OF PROTEST
Johnson sparks anger over border comparison
BORIS Johnson has been blasted for claiming that crossing the Irish border after Brexit would be like entering the London congestion charge zone. The Brexit-supporting Foreign Secretary came in for fierce criticism after comparing the border between Northern Ireland and the Republic to the boundary between the London boroughs of Camden and Westminster. Johnson suggested yesterday that a “smart border” solution would mean no need for checkpoints.
He said: “We think we can have very efficient facilitation systems to make sure there is no need for a hard border, excessive checks at the frontier between Northern Ireland and the Republic.”

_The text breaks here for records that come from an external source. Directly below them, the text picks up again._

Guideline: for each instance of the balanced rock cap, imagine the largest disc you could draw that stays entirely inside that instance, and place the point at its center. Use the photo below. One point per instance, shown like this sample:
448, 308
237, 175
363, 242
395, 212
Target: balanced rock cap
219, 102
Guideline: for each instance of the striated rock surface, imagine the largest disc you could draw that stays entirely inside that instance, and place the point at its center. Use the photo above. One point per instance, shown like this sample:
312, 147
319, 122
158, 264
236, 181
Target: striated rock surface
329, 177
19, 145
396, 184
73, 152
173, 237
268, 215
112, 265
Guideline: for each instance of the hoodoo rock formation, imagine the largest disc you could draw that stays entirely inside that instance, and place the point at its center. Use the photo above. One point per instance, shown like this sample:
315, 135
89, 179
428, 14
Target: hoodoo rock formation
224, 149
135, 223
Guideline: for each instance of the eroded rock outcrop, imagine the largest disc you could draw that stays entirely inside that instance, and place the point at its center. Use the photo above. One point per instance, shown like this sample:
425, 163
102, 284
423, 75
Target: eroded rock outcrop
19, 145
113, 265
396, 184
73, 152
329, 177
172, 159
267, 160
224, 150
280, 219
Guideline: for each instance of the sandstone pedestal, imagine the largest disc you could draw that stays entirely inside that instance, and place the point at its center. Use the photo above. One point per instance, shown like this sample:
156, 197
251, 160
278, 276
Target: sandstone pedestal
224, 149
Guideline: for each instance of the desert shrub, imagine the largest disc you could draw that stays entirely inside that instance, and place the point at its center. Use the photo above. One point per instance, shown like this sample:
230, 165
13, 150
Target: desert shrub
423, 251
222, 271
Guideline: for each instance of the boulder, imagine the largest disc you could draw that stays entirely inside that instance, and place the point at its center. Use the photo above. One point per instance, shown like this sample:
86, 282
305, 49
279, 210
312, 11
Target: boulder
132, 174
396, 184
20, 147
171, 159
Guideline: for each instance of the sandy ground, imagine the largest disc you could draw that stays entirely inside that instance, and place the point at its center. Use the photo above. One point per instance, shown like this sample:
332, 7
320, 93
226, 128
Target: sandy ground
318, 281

He added: “There’s no border between Camden and Westminster but when I was Mayor of London we anaesthetically and invisibly took hundreds of millions of pounds from the accounts of people travelling between those two boroughs without any need for border checks.”
Johnson’s remarks were met with disbelief from Remainbacking rivals.
Labour MP Chuka Umunna tweeted: “So, London’s borough boundaries can be compared to the border between two sovereign states central to a conflict in which more than 3000 people died between 1969 and the signing of the Good Friday Agreement? This man is simply not fit for office.”
SNP MP Stephen Gethins said: “The Irish border is one of the most serious and fundamental issues surrounding the UK’s plans for leaving the EU.
“For the Foreign Secretary to address it so flippantly is beneath the office he holds – or he doesn’t have a clue what it means to leave an organisation of independent sovereign member states.”